I have the following data
str(data)
'data.frame': 768 obs. of 5 variables:
$ PIANTA : chr "C-1-R1-1" "C-1-R1-1" "C-1-R1-2" "C-1-R1-2" ...
$ Trattamento: Factor w/ 4 levels "Controllo","Lidar",..: 1 1 1 1 1 1 1 1 1 1 ...
$ Blocco : Factor w/ 2 levels "1","2": 1 1 1 1 1 1 1 1 1 1 ...
$ Replica : chr "R1" "R1" "R1" "R1" ...
$ Risposta : num 0 1 0 1 0 3 2 3 2 4 ...
I have a total of 768 observations. I would like to test whether the treatment (Trattamento) has a significant effect respect to my response variable (Risposta) and include the possible role of a blocking factor (Blocco). The response variable is numeric (ranging from 0 to 9) and assumes the value 0 for more than 400 observations.
Therefore I opted to use a negative binomial regression model using the following R code:
Call:
glm.nb(formula = Risposta ~ Trattamento + Blocco, data = data,
init.theta = 0.545484172, link = log)
Coefficients:
Estimate Std.
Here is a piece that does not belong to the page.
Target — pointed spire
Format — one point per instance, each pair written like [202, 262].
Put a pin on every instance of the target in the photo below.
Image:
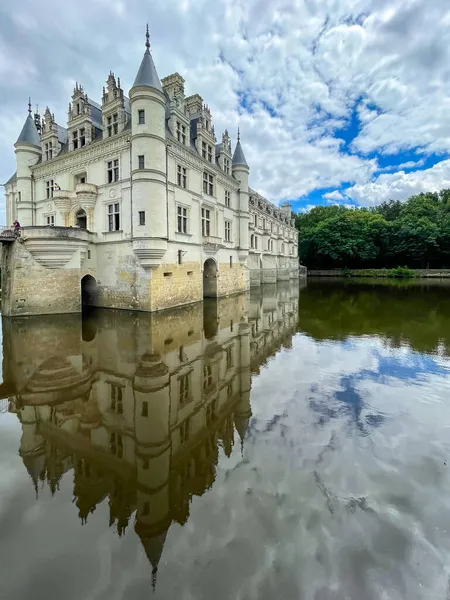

Error z value Pr(>|z|)
(Intercept) 0.26016 0.13268 1.961 0.049904 *
TrattamentoLidar -0.60387 0.17507 -3.449 0.000562 ***
TrattamentoRecupero -0.86591 0.18135 -4.775 1.8e-06 ***
TrattamentoStandard -0.35299 0.17027 -2.073 0.038159 *
Blocco2 -0.03355 0.12671 -0.265 0.791162
---
Signif. codes: 0 ‘***’ 0.001 ‘**’ 0.01 ‘*’ 0.05 ‘.’ 0.1 ‘ ’ 1
(Dispersion parameter for Negative Binomial(0.5455) family taken to be 1)
Null deviance: 677.61 on 767 degrees of freedom
Residual deviance: 651.46 on 763 degrees of freedom
AIC: 1916
Number of Fisher Scoring iterations: 1
Theta: 0.5455
Std. Err.: 0.0654
2 x log-likelihood: -1903.9550
I see that all treatments are significant with respect to the intercept (control) and that the block has no significant effect. I wanted to test the predictive capacities of the model and I have used the following code:
predicted <- predict(model1, type = "response")
predictions <- data.frame(Osservato = data$Risposta, Predetto = predicted)
plot(predictions$Osservato, predictions$Predetto,
xlab = "Observed", ylab = "Predicted",
main = "")
abline(a = 0, b = 1, col = "red")
legend("topleft", legend = "Linea di riferimento", col = "red", lty = 1)
I obtain the following graph of predicted versus observed:
From the graph, it seems that the model is not good for predicting the values of my response variable. Given that, and considering that predicting values is not the scope of my study, can I still rely on the significance values obtained by the model?